Just before the green begins there is the hint of green
a blush of color, and the red buds thicken
the ends of the maple's branches and everything
is poised before the start of a new world,
which is really the same world
just moving forward from bud
to flower to blossom to fruit
to harvest to sweet sleep, and the roots
await the next signal, every signal
every call a miracle and the switchboard
is lighting up and the operators are
standing by in the pledge drive we've
all been listening to: Go make the call.

"In Early Spring" by Larry Smith, from A River Remains. © WordTech Editions, 2006, and "April Prayer" by Stuart Kestenbaum, from Prayers & Run-on Sentences. © Deerbrook Editions, 2007.

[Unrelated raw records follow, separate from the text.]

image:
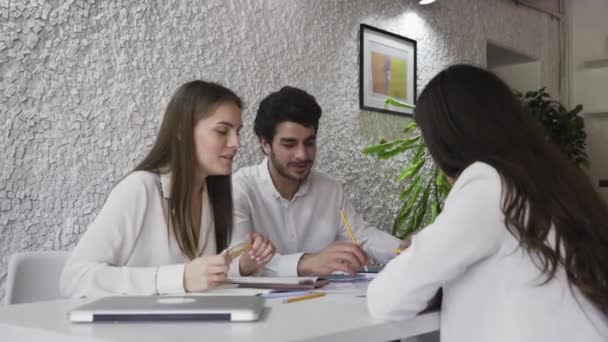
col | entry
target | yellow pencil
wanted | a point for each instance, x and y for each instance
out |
(304, 297)
(238, 250)
(347, 226)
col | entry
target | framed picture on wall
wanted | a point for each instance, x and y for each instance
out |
(387, 68)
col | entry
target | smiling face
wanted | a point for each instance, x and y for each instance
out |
(292, 151)
(216, 140)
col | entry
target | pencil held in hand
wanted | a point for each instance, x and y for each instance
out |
(238, 250)
(347, 226)
(305, 297)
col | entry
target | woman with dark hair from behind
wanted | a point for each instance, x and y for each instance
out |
(521, 246)
(163, 225)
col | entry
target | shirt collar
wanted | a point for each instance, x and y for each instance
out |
(264, 172)
(165, 183)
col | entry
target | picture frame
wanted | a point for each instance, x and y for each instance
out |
(387, 68)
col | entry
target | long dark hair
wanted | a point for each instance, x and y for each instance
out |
(467, 114)
(174, 150)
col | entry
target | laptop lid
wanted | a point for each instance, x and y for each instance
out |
(170, 308)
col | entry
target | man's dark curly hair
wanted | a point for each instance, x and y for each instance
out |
(287, 104)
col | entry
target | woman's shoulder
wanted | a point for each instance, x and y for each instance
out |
(480, 173)
(480, 181)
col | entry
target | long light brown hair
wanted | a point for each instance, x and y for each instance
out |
(467, 114)
(174, 150)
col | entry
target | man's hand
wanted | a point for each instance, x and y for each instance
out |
(207, 272)
(261, 252)
(339, 256)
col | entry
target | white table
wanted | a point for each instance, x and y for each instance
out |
(340, 316)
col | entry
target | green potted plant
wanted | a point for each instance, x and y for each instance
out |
(422, 198)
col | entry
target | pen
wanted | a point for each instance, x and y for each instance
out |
(347, 226)
(285, 294)
(305, 297)
(238, 250)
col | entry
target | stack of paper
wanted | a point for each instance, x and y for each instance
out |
(279, 283)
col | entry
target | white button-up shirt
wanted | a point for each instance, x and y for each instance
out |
(308, 223)
(492, 290)
(129, 249)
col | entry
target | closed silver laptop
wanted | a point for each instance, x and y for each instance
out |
(170, 308)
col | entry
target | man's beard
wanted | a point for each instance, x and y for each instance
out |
(282, 170)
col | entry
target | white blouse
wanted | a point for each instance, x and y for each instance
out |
(128, 249)
(307, 223)
(491, 288)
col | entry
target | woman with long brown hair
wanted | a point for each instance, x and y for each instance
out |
(521, 246)
(163, 225)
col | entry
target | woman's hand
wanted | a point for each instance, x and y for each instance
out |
(260, 253)
(206, 272)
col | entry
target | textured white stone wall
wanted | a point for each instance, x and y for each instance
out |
(83, 85)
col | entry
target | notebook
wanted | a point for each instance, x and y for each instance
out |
(170, 308)
(279, 283)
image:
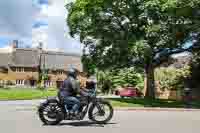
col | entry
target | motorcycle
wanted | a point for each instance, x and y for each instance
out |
(53, 110)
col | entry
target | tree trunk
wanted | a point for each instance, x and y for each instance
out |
(150, 82)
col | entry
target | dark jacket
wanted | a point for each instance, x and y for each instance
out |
(70, 87)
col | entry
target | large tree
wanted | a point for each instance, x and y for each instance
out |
(119, 33)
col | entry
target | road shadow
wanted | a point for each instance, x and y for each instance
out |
(84, 124)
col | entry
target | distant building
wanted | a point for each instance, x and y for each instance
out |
(20, 66)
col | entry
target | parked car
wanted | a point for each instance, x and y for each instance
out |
(129, 92)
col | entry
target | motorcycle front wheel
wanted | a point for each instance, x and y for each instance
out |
(101, 112)
(50, 114)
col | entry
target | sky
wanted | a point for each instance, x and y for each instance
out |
(34, 21)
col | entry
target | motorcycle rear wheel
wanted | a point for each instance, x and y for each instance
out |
(102, 104)
(48, 117)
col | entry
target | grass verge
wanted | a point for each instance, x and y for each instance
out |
(25, 94)
(29, 94)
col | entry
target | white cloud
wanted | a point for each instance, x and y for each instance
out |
(16, 18)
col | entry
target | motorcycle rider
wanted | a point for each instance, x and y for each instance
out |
(70, 89)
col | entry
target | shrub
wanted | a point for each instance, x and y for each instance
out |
(172, 78)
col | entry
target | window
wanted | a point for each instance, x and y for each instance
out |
(48, 83)
(1, 82)
(19, 69)
(20, 82)
(60, 72)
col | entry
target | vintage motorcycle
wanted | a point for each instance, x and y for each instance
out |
(53, 110)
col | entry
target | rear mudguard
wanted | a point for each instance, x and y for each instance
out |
(47, 101)
(95, 103)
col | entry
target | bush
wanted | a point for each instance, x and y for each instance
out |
(172, 78)
(110, 80)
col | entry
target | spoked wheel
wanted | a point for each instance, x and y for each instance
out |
(50, 114)
(101, 113)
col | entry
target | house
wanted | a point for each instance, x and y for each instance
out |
(22, 66)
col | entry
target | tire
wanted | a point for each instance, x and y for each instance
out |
(57, 120)
(91, 117)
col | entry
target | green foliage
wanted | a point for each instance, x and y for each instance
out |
(119, 78)
(116, 34)
(195, 71)
(172, 78)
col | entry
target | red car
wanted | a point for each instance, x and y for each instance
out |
(129, 92)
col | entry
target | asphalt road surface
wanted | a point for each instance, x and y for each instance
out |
(23, 119)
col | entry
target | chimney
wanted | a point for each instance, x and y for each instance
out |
(15, 44)
(40, 46)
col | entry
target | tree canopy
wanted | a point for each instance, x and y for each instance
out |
(121, 33)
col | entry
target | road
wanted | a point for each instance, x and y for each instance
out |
(18, 118)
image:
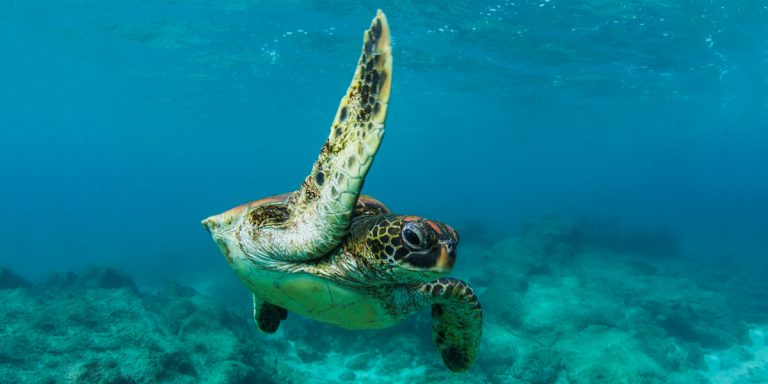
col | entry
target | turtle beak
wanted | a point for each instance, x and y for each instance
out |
(210, 225)
(447, 256)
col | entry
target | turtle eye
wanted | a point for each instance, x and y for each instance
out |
(414, 237)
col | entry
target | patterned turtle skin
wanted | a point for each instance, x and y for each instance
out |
(328, 253)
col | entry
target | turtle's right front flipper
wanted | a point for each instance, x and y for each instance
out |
(457, 321)
(267, 316)
(320, 211)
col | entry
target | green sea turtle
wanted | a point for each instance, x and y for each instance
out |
(328, 253)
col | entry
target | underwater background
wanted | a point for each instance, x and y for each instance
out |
(604, 162)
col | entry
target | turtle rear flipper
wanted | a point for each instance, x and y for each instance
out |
(267, 316)
(457, 321)
(322, 208)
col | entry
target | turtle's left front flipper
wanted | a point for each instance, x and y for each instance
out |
(457, 321)
(322, 208)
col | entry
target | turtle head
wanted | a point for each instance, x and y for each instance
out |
(414, 246)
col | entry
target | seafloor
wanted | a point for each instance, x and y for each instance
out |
(565, 302)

Hey, it's Poetry Month ... here's another from Poetry Daily:

Fog

That dense fog I'd been groping through, cursing
at every tentative step I took, lifted
at least for an instant so that I could glimpse
on every side the dangerous chasms, worse

than anything I had imagined. Then, at some slight
shift in the wind, it closed in again, thick
as ever and leaving me worse off than before.
It was no dream but the waking truth of aging,

common to everyone, the depressing secret
nobody tells us, not even our parents—
out of kindness, perhaps, for they know that sooner or later
we each come to this place and learn for ourselves.

David R. Slavitt

The Seven Deadly Sins and Other Poems
Louisiana State University Press



And, no, I'm not finished yet.

Here are several books I want to add to my reading list. The list of books below and the comments are taken from last Sunday's SFChronicle/Examiner book section):

Shakespeare Wrote for Money by Nick Hornby: The author chronicles his battle between "books bought" versus "books read." Brilliant. In paperback. [Ms. Manitoba L-O-V-E-S Nick Hornby. His sense of humor just has me rolling.]

The Ten Most Beautiful Experiments by George Johnson: Johnson illustrates how science, art and beauty can occasionally be the same thing. In paperback.

Edible Schoolyard: A Universal Idea by Alice Waters: A chronicle of the transformation of one abandoned plot of land at a Berkeley public school into the Edible Schoolyard - a model for institutions everywhere. [Folks, I photograph there all the time. See my post in July 2008 and the one in November 2007.]